New technology may take us even further beyond the binary in voice assistants. An exciting frontier is the rejection of binary assignments in favor of something more imaginative. Q was the first gender-neutral voice developed for voice assistants. Its pitch ranges between 145 and 175 Hz, which researchers have found is a level that we tend to identify as neither male nor female, since it falls right in the middle of the male and female ranges. Project Q was conceived with the belief that a genderless voice would better reflect today’s non-binary world. By examining a wide range of voices, both male and female, the team’s sound engineer created a genderless voice. Q was created in a collaboration between non-profit organizations seeking equality and representation, including Copenhagen Pride, Denmark’s leading LGBTQ+ organization. There are other examples of chatbots that have been designed as genderless, for example, KAI, a banking bot, designed by a woman programmer, that when asked about its gender says, “As a bot, I’m not human.” The EU has been leading projects that sample recordings of men and women in equal numbers to create synthetic voices with a range of qualities and accents. The EU’s project REBUILD uses virtual assistants that are personalized for immigrants, according to their cultural and linguistic background, with the goal of helping them integrate into their new communities. I predict that the technology will someday move to mimic the exact voice of each individual. Let’s think more about a mini-me robot that walks the earth with us from cradle to grave later, in Chapter 10. In the meantime, we need choices. We need challenges. We need subversion. We need creativity. Other design features that would challenge the stereotypical female assignment to voice assistants could include using the pronouns “we, us, ours” rather than “I, me, my.”
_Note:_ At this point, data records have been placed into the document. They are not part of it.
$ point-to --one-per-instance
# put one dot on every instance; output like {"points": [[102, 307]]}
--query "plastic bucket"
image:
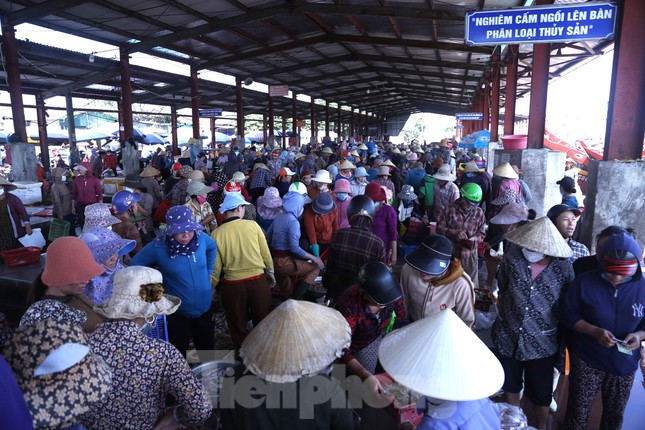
{"points": [[515, 141]]}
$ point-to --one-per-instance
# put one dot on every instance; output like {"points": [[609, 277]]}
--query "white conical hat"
{"points": [[297, 339], [440, 357], [541, 236]]}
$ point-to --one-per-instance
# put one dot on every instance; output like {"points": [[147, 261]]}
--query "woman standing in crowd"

Naming, voice, and physical design are the human characteristics that we assign to machines, and each of these, alone or all together, can convey gender. Even the smallest signal of human-like behavior or personality makes us willing to engage in the illusion that we are connecting with a human-like entity rather than a mere machine. This illusion can even lead us to explain the machine’s reactions and responses with reasons that would only make sense if it were actually human.